Torrez has written three letters to Haaland urging her to “prioritize a reasonable and amicable resolution” and met with Haaland, the former 1st District U.S. House representative from New Mexico, in August.
“Time is running out, and I am pleading with you to resolve this issue for the benefit of all the parties, but especially for the people of southern New Mexico, rather than leaving the matter to become a political bargaining chip for the next administration,” Torrez wrote in November.
New Mexico’s congressional delegation also asked Haaland and U.S. Attorney General Merrick Garland to quickly resolve the litigation in a November letter. The Department of Interior had not responded to a request for comment by the time this story went to press.
Torrez believes the United States’ position, that the Compact should use 1938 allocations as a baseline for water use, could have “disastrous consequences for water users and communities in southern New Mexico,” he wrote in a July letter.
The 1938 baseline would reflect water use in that year, when the compact was signed before widespread groundwater pumping.
In the late 1940s and 1950s, there was a serious drought, so farmers began using groundwater pumping to supplement their surface water. Both agricultural users and municipalities continue to use groundwater pumping.

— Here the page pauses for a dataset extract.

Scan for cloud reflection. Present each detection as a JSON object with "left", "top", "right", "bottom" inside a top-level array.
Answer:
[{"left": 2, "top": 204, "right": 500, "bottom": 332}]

The Bureau of Reclamation developed a linear regression model called the D2 Curve to reflect water use between 1951 and 1978, to allocate water between New Mexico and Texas farmers. That equation has been used by Reclamation since 1978 and was in the operating agreement for the Rio Grande Project in 2008.
Using a D2 baseline for water allocation is “from New Mexico’s perspective, non-negotiable,” Torrez wrote in a September letter.
The state has already conceded it exceeded groundwater pumping under the D2 condition in 2003 and 2004, said New Mexico Department of Justice Deputy Chief James Grayson.
“New Mexico is not advocating for more groundwater pumping than D2, but New Mexico and Texas and Colorado are all on the same page in terms of advocating for the D2 baseline as the baseline measure for how the compact and the requirements in the compact should be effectuated. If things went back to the 1938 condition, essentially what that would mean is that you have about a third of the total acreage in New Mexico that would have to be dried up.”
The Las Cruces City Council and the Doña Ana County Commission also opposed the U.S. litigation stance in resolutions passed in September and October.
The estimated annual economic loss to New Mexico of changing to the 1938 baseline could be up to $75 million, according to the Doña Ana County resolution.
“Pecan and chile farmers rely on groundwater and without access would not have enough water for their industries to survive,” the resolution reads.
The City of Las Cruces would not have enough water to maintain its current size, much less accommodate growth, under the 1938 standard, according to the Las Cruces City Council resolution. Las Cruces is the second most populous city in the state, with an estimated 115,000 residents.
Creating access to a different source of groundwater would cost an estimated $1 billion and take 15 years to implement, the resolution says.
The conflict over how to use Rio Grande water is not just state to state, but also about surface water irrigation versus groundwater irrigation, according to Burke Griggs, a water law professor at Washburn University in Kansas.
“I am encouraged to see the United States assert its interests in protecting federal irrigation infrastructure, because by protecting surface flows, you are protecting at least in part, the hydrologic integrity of a river system,” Griggs said.
“If you allow groundwater to take over, and that will come at the expense of surface flows, then you’re causing all sorts of harms, not just to surface irrigators, but also to environmental flows and potential endangered species issues.”